ホキ美術館の所蔵作品を初めとした現代日本の写実絵画が、なぜこれほど心に語りかけてくるのか。この1年近く、わたしはそのことについて考え続けていて、実は考えること自体を楽しんでもいます。
抽象や半具象ではなく、コテコテの写実にどうして<新しさ>を感じるのか。考え始めると、しまいにはルネッサンス以降の絵画の歴史にまで想像力が勝手に飛び跳ねてしまい。つまり、美術史の大きな流れを踏まえなければ、わたしが感じる<新しさ>を、自分の中で整理できそうにないということです。
整理はまだできていません。あっ、勝手に小難しくて申し訳ありません!。
警察小説に例えるなら、極めて個人的な心の中の<事件>について、脳内署捜査一課が地道に捜査し、かつ解決に到る筋はいくつかほのかに見えるのですが、未だ動機解明に至らずw。
さて「驚異の静物画 ホキ美術館コレクション」(芸術新聞社)は、同美術館の所蔵作品で構成した「驚異の風景画」に続く新刊です。ありがたいのは、作品細部を拡大した写真がたくさんあること。
細部の描き込み具合、タッチは、普通の画集(全体写真)ではほとんど分かりません。
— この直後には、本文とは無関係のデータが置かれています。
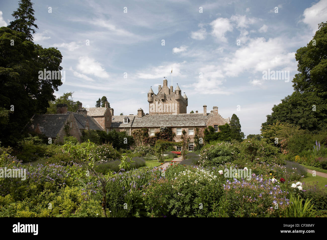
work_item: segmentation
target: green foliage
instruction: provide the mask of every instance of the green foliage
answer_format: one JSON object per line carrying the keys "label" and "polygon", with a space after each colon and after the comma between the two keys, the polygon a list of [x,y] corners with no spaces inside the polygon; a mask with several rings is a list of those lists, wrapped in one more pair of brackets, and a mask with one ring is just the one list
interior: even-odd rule
{"label": "green foliage", "polygon": [[285,217],[312,217],[316,216],[317,211],[313,209],[313,205],[310,204],[311,199],[307,198],[302,202],[304,199],[300,196],[294,197],[292,194],[290,196],[290,204],[285,209],[284,214]]}
{"label": "green foliage", "polygon": [[234,114],[231,118],[231,138],[239,142],[242,142],[244,138],[244,134],[241,131],[241,124],[240,120],[236,114]]}
{"label": "green foliage", "polygon": [[20,1],[18,4],[19,7],[11,14],[15,20],[10,22],[8,26],[12,30],[25,33],[27,39],[30,41],[33,40],[32,33],[34,34],[36,32],[35,30],[31,27],[39,28],[37,25],[34,23],[36,19],[34,17],[34,10],[33,8],[34,4],[29,0]]}
{"label": "green foliage", "polygon": [[39,71],[44,69],[62,70],[60,51],[53,47],[43,48],[26,38],[23,32],[0,28],[0,108],[8,110],[12,105],[14,108],[7,123],[0,123],[0,140],[13,146],[20,141],[33,115],[46,111],[49,101],[55,100],[54,91],[62,84],[60,79],[38,79]]}
{"label": "green foliage", "polygon": [[100,144],[101,142],[100,136],[95,130],[83,130],[82,133],[82,141],[86,142],[88,140],[97,144]]}
{"label": "green foliage", "polygon": [[73,94],[74,92],[65,93],[62,96],[53,101],[50,101],[49,104],[50,107],[48,108],[47,111],[47,114],[55,114],[57,112],[57,105],[59,104],[67,104],[68,107],[68,111],[69,111],[76,112],[78,110],[78,104],[80,102],[77,101],[74,101],[73,98]]}
{"label": "green foliage", "polygon": [[200,166],[215,166],[231,162],[236,159],[238,153],[237,148],[229,143],[207,144],[201,150],[199,160]]}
それを見るためだけに、実物が展示された美術館に足を運ぶことがしばしがあります。
この本の中では、美術ライターの松井文恵さんが「静物画の魅力」と題して概論を書いているほか、何人かの作家の姿勢や技術についてもコラムで迫っていて、ふむふむと頷きつつ読みました。
暴論ですが、絵とは突き詰めれば目の前のモチーフを、描き手が<通路>になって、いかに作品として定着させるかに尽きます。
A・写実であればモチーフによって作品は人物画だったり、風景画だったり、静物画であったりします。B・写実以外であれば、モチーフは具体的な事物ではなく、女性『美』や『神』『祈り』『戦争』などなど、作家の感性に関わる抽象的な事象であることが多いのでしょう。
AとBは、ときに密接に融合して一つのモチーフとなることも珍しくありません。
これを視点にして絵画の歴史を俯瞰すれば(できる範囲で、ですがww)、大家たちを始めとして、なんとまあたくさんの人間がいかにジタバタし、近代以降は場外乱闘を繰り返してきたことか。
人は感情に揺れます。風景は自然そのものですが、気象条件と時間で千差万別の在り方をします。静物だけが、ただ静かにモチーフとしてそこに在ってくれます。
沈黙して目の前に存在する形と色が、画布に定着されたときに何を語りかけてくるのか。そもそも聴こえてくる言葉は、モチーフが発しているのか、画家が発しているのか。
「驚異の静物画」をめくりながら、思ったのです。静物画に向き合うとは、沈黙に耳を傾けることなのだろうと。またそれが、写実の静物画の魅力なのかな。